Sister Ayala “has been my architect,” Elder Ayala says. “I am what you see because of the help of my wife.” He credits her not only with helping him find the gospel but also with helping him shape his own character in ways that make it possible for him to serve the Lord effectively. He notes that the challenges given to him by General Authorities during his years of Church service have been helpful, too; he has always taken pains to meet those challenges, and growth has always been the result.

Eduardo Ayala’s outstanding work in industrial planning for a mining company in Coronel won him a position in Santiago as a planner for three of Chile’s largest enterprises in the early 1970s. It was in Santiago, in 1974, that Elder Boyd K. Packer of the Quorum of the Twelve called him to be a stake president and on the same day issued him the invitation to work in the Church Educational System in Chile. Since then, Elder Ayala has accepted successive calls as president of another stake, as a regional representative, as a temple sealer, as a mission president (in Uruguay), and as a regional representative again.

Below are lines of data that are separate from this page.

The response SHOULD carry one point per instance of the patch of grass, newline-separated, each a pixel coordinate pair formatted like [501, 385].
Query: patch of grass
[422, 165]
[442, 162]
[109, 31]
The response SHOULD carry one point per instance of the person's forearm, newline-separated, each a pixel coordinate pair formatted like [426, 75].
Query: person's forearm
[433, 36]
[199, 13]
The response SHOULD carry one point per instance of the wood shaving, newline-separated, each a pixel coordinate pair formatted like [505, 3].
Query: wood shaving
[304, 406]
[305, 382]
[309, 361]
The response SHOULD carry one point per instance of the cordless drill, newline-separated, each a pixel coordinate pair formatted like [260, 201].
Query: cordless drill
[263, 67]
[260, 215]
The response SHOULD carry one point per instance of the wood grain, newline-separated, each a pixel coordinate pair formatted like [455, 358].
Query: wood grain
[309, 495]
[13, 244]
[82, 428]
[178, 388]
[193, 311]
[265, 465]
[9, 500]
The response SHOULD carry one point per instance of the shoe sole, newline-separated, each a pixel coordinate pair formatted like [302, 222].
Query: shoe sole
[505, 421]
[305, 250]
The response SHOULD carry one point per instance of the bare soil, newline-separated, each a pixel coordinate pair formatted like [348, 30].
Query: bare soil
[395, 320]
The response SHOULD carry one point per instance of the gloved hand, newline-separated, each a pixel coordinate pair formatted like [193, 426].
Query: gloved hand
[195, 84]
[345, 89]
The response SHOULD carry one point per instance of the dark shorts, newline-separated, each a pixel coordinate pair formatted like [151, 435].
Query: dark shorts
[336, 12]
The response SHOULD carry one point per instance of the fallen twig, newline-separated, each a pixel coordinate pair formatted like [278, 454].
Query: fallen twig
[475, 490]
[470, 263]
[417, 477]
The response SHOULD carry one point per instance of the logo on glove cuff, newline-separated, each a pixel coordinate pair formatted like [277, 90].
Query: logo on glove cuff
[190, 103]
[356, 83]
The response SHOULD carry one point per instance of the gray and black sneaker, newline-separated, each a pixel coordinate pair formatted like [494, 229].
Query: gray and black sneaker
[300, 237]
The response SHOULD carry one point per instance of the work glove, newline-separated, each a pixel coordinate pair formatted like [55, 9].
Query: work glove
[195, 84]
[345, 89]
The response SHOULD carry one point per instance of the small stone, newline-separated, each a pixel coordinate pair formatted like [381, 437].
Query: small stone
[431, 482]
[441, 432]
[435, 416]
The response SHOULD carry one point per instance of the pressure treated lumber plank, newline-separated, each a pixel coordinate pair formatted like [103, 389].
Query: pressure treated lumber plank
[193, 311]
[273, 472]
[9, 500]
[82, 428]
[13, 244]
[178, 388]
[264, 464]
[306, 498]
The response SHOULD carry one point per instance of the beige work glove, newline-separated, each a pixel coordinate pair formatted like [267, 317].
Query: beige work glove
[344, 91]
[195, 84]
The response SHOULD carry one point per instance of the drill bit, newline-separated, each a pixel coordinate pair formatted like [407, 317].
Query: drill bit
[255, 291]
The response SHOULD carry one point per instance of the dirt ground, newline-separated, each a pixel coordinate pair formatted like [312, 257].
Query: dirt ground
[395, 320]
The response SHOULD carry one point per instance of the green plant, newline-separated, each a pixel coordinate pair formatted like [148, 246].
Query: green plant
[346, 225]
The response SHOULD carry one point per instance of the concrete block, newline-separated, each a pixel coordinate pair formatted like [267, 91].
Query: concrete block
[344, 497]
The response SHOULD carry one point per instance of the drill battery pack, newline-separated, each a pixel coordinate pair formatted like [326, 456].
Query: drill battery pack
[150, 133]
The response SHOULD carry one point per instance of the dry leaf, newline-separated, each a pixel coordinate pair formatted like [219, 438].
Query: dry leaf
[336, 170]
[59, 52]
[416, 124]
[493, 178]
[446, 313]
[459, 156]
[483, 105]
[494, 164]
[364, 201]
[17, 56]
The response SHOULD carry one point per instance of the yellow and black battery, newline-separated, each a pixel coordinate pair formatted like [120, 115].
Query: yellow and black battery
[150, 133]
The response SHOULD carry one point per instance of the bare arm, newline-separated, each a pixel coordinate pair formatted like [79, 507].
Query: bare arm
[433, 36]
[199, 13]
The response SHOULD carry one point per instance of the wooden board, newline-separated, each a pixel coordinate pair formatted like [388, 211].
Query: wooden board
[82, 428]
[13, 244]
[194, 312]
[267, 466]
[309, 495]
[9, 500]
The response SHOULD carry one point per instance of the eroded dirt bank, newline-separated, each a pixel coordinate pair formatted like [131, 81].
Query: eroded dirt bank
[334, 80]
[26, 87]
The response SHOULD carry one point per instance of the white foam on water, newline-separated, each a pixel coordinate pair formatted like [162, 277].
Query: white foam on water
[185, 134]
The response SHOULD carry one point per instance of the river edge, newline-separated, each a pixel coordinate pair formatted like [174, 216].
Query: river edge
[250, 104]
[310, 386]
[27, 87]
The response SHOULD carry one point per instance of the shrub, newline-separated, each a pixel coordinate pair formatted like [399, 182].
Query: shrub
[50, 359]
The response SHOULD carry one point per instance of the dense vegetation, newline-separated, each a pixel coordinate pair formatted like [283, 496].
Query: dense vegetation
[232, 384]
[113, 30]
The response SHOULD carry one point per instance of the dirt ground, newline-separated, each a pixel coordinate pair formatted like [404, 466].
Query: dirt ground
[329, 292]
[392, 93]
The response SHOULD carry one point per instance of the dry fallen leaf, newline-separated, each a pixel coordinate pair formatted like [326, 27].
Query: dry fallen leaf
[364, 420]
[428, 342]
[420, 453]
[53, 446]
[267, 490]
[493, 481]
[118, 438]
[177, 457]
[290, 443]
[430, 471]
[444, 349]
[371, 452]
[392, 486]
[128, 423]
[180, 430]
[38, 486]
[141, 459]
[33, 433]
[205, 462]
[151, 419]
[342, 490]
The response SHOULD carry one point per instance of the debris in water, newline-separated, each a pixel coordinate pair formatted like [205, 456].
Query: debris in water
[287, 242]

Sister Ayala says her husband has his own innate qualities that make him an effective leader and servant of the Lord. He communicates well with people and lets them feel his love. “He loves to help them better their lives,” Sister Ayala says. “He doesn’t put any limits on the time it takes him to serve.”

Elder Ayala expresses gratitude for his wife’s constant support and acknowledges the need in handling his new responsibilities to rely on the Lord. He and his wife are eager to serve the Church. “I have no fear in facing this calling, with the Lord for my guide and my wife to help me,” he says.